Her nose scrunched up. “Didn’t I tell you I don’t like being watched?”

“Does that apply to the bedroom, too? I thought it only a Tower of London sort of thing.”

A happy grin, slow as sleep, spread over her face. “I do apologize for barging in like this. I’m sure you were quite busy.” She yawned.

“I was. Writing my book.”

Her eyes popped open, awake now, full of life and not a little mischief. “Let me read it.”

“It’s not written yet. I just have notes. I tried to write a few paragraphs, but it’s proving impossible. I don’t seem to want to concentrate enough to get from one end of a paragraph to another.”

“Let me see it,” she repeated, her tone a pleasant plead.

“No. You wouldn’t understand.”

She snorted. “Me? Not understand? There’s no language I can’t learn to read. Please?”

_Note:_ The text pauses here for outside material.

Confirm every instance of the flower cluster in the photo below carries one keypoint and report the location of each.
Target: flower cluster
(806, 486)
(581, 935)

He sighed and reached for the notebook on the bedside table. He tossed it at her and then sat with his legs hanging over the edge of the bed and his back turned to her, the notebook a conspicuous puddle of red on the bed between them. He glanced over his shoulder at her.

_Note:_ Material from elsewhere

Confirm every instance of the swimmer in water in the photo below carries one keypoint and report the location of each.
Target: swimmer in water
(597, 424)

She pushed to sitting, rubbed her hands together with glee, then took the notebook and opened it. She smiled for the first three pages, but around page four, her smile dissolved into an expression of focus that did not last long. She laughed and flipped through the pages as if she could not read them quick enough, her laughter lifting in harmony with the shuffle of paper until she snapped the book shut and tossed it back at him.

“I partly teased when I told you to write a book,” she said, “but this is marvelous.”

He waved her compliment away. “You don’t have to lie. I heard you laugh.”

“But that’s part of its brilliance.” She shifted to the side and lifted up onto her knees. “It’s so funny.” She slapped a hand over her mouth as her body shook with a loud guffaw, then she moved it briefly only to say, “The cursing!”

He shook his head. “I’d have to cut all that out. It would never be published as it is. Such a shame, too.”

“You must speak with my father. He’ll know a way. And you could get a… ha!… a translator for polite people to turn it into something more—”

“Palatable?”

“Something tame enough for a drawing room, I suppose. Please, Cass, promise me you’ll try.”

He nodded.“If only for a lark. A joke.” If only for her.

“No! Not a joke! There’s so much insight there, too. It’s beautiful.You… you are a beautiful man.”

“Not me. You, Ada Cavendish, are beautiful.” He only just kept from rolling his eyes at himself.

She’d gone completely still behind him, entirely silent.

He needed to change the subject and quick before he revealed further how much of a fool in love he was. “I visited my brother today.” He hung his hands between his legs.

She crept up beside him and rested her chin on his shoulder. “Do you wish to speak of it?”

He nodded. “It went better than I could have ever expected. I think I knew in some part of me that Bax would never send me back to exile if I returned to him with a sincere wish to improve.”

She nestled her nose into his jaw, and he closed his eyes.

“He’s giving you another chance,” she whispered.

“Yes.”

“Cass, I… I am so happy for you. You’ve done exactly what you set out to do.”